If you’re lucky, super friendly, or highly compatible, these people can become your friends even while they fufill their roles of worker, housemate, or service person. But those are the happy exceptions rather than the norm – most requisite interactions are marked by polite acquiesence in order to get the job done, not in order to spend undue time with you. Not many people chitchat with the taxi driver or the receptionist.
Alternatively, you could have time and people to play with, but face the problem of your friends not enjoying the same activites you do. A prime example would be friends of mine who I can spend a lovely dinner or bar night with, but would never want to go on a daytrip with, or indeed, partake in most of the things they choose to do with their free time. Then you’d have to search outside of your existing network to find people who like the things you do. Yet this brings with it another problem.
It is the nature of leisure activities to pull people towards them who are also fans of said activity. (duh) But unlike jobs, eateries, or transportation, leisure activites are optional, which means that when choosing recreational activites, you are not just choosing the activity but also the fans – the people you will be spending time with as a result of that activity.
In theory, this is great, because it will introduce you to other people who already have one half of the recipe for happy life memories – they have the same favorite activity you do.
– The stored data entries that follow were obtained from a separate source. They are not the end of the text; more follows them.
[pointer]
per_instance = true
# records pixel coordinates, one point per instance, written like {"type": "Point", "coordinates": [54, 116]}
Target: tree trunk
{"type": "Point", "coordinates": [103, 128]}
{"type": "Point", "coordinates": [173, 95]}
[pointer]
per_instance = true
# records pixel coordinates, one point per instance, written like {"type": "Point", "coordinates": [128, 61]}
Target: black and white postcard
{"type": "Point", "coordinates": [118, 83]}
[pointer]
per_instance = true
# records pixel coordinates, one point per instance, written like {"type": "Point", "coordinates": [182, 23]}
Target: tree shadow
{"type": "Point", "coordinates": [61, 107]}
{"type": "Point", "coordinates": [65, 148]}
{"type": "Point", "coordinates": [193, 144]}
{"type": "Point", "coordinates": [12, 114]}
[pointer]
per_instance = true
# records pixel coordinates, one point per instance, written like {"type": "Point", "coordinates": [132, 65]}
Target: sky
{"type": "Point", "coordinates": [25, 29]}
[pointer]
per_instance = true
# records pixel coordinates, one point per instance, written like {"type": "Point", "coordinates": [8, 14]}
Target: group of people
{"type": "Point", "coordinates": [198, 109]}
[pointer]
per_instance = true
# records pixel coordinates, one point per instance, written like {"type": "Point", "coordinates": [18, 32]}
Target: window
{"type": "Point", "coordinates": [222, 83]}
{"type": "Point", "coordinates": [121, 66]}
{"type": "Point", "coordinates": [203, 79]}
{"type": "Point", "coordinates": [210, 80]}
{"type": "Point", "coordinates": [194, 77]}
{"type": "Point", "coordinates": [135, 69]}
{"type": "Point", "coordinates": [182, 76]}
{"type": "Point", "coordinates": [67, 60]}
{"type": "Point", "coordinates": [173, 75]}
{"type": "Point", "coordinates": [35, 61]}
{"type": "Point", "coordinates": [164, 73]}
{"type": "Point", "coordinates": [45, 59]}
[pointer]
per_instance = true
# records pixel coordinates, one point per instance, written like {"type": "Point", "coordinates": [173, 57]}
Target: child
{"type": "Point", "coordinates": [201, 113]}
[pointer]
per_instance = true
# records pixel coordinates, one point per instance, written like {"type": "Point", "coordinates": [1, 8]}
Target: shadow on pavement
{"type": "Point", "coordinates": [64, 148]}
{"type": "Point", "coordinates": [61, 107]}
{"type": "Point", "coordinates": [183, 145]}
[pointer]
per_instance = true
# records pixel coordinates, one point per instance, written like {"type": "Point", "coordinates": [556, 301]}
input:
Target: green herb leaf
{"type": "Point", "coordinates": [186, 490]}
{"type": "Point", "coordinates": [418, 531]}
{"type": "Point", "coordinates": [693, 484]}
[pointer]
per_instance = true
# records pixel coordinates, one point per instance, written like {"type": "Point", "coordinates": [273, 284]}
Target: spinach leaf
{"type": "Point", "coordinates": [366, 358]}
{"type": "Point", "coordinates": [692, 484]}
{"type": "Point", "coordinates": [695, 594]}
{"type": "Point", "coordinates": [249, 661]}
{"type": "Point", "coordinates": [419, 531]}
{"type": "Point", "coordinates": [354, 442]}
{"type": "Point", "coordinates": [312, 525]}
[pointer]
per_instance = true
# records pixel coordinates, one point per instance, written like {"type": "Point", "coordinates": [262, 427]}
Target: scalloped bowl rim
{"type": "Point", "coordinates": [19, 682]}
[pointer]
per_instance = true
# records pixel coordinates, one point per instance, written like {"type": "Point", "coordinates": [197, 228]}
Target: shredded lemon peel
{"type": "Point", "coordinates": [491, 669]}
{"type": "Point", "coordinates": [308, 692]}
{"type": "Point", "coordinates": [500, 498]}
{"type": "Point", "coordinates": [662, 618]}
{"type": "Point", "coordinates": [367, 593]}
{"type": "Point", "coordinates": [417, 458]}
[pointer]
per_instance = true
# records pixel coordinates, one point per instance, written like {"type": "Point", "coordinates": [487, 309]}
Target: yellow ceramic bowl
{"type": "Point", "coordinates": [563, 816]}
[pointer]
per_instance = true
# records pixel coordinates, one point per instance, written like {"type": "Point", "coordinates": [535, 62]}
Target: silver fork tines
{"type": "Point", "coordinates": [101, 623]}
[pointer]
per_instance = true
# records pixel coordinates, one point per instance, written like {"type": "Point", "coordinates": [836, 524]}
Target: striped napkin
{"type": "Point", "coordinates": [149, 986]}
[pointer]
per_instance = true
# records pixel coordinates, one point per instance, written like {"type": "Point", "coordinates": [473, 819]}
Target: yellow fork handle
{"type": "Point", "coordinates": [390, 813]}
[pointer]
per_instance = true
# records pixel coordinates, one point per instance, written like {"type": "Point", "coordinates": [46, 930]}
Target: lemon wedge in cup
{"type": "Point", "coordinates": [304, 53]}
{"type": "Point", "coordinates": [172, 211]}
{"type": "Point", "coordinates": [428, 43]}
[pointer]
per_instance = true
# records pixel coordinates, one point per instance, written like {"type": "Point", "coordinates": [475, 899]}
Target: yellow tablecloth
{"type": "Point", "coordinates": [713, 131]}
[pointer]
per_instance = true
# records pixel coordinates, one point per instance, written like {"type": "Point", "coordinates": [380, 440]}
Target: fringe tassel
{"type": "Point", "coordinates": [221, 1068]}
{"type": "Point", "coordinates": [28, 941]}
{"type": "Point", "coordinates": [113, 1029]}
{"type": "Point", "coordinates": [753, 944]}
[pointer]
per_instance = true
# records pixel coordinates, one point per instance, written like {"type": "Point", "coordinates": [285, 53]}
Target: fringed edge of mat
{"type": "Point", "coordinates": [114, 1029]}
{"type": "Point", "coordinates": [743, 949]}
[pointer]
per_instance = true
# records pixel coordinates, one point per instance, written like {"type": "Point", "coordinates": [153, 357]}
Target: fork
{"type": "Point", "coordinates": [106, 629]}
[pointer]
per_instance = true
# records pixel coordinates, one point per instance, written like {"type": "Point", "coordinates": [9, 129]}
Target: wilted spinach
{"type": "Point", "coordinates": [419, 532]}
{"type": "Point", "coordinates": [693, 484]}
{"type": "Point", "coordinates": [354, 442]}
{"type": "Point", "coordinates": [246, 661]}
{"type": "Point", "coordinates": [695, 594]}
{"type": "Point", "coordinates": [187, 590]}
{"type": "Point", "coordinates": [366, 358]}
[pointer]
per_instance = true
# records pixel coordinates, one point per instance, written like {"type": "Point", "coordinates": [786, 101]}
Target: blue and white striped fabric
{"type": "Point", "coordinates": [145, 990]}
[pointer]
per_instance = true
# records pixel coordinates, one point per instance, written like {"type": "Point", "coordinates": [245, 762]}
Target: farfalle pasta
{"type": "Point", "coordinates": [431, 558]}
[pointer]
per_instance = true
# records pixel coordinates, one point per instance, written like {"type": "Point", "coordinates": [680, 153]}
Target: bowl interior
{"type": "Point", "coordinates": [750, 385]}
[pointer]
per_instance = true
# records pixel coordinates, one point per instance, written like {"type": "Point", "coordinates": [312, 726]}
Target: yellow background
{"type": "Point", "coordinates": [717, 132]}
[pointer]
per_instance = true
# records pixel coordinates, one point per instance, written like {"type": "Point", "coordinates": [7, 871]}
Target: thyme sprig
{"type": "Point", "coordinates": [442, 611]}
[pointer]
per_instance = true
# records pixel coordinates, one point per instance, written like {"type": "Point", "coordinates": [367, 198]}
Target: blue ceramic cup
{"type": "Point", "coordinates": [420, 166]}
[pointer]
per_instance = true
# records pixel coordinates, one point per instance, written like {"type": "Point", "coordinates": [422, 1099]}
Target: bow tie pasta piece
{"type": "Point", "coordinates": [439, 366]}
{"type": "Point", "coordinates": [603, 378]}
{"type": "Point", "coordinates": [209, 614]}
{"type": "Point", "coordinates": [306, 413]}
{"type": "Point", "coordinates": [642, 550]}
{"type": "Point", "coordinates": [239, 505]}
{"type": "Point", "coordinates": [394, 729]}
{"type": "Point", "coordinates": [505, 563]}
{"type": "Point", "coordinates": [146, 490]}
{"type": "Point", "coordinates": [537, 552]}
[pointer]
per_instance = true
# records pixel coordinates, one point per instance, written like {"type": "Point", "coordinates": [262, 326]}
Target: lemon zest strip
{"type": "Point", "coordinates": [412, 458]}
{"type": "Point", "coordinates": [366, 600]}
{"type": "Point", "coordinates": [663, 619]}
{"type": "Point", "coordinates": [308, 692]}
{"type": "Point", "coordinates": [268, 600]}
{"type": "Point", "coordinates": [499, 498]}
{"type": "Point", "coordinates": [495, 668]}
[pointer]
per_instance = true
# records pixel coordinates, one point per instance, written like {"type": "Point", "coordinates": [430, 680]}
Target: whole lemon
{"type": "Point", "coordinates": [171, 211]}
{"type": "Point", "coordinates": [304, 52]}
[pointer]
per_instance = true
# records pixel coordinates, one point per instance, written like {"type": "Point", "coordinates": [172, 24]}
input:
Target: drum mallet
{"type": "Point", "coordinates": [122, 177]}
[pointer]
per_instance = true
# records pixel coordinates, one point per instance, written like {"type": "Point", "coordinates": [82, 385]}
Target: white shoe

But just because you both like the same thing does not mean you will get along – that interest is only one facet of a personality.
You’ve likely seen this firsthand in almost anything you do on the weekends, but here are a few interests of my own with wildly disparate fanbases: the outdoors, electronic dance music, and startups. All of these have different clientile – not exclusively of course, but here are some of the traits I find unusually correlated.
The people who I often encounter in REI and on hiking trails are usually easygoing, liberal, white, and own mid-sized dogs. I can empathize with them on the above and with national park recommendations, but on matters of personal ambition there is often a disconnect. I’ve noticed over the years that many of them are content to spend their lives entirely in the mountains as wilderness guides. I knew one guy who was fine doing part time jobs he was apathetic about for most of the year because it gave him the money and time to get back on the slopes during winter. That’s fine for him, but I want to accomplish more in my life than a list of mountains summitted. I can’t talk matter of business or productivity with most people I meet on the trail.
Electronic dance music
Fans of these genres are usually millenials like me, but if the concerts and raves I’ve attended are any indication, they have a lot more tattooes, piercings, and interest in recreational drugs than I do. I can connect with many of my peers on a deeply passionate level through song and artist commiserations, but outside of music, I have almost nothing to talk about. You can see this just by browsing Soundcloud comments and seeing how many needless drug or sex references there are.
These are the people I get along with the most. Since self betterment is a philosophy that encompasses a wide range of lifestyle choices rather than what you listen to or do on the weekends, I have a lot more to talk about with fellow wantrepreneurs. We can trade productivity tis, book recommendaitons, personal creations or writings, and so forth. If I had to find a problem with this group of people it’d only be that some of them are overly business minded. It’s not common, but some are in it for the money and prestige – they could take a lesson from the outdoors group on lightening up and having fun.
Knowing the above about my fellow fanbases, I take care to cultivate my personal brand to be a lantern that attracts the kind of moths I want to hang out with. You’ll notice my website isn’t devoted to the outdoors or music – that’s not just for professional reasons. On the trail I mention the other adventures I’ve had, in the club the other concerts I’ve been to, and at conferences my website and the book I wrote. Only as the connection grows do you start to learn about the rest of me. Rightly so – having friends with one deep but narrow interest in common would get old quickly, whereas those with many mutually preferred activites lead to long fruitful friendships spent doing varied things we both care about.
Are you conscious of the ways your interests bring you into contact with likeminded people? Which of your fellow fanbases has the most in common with you?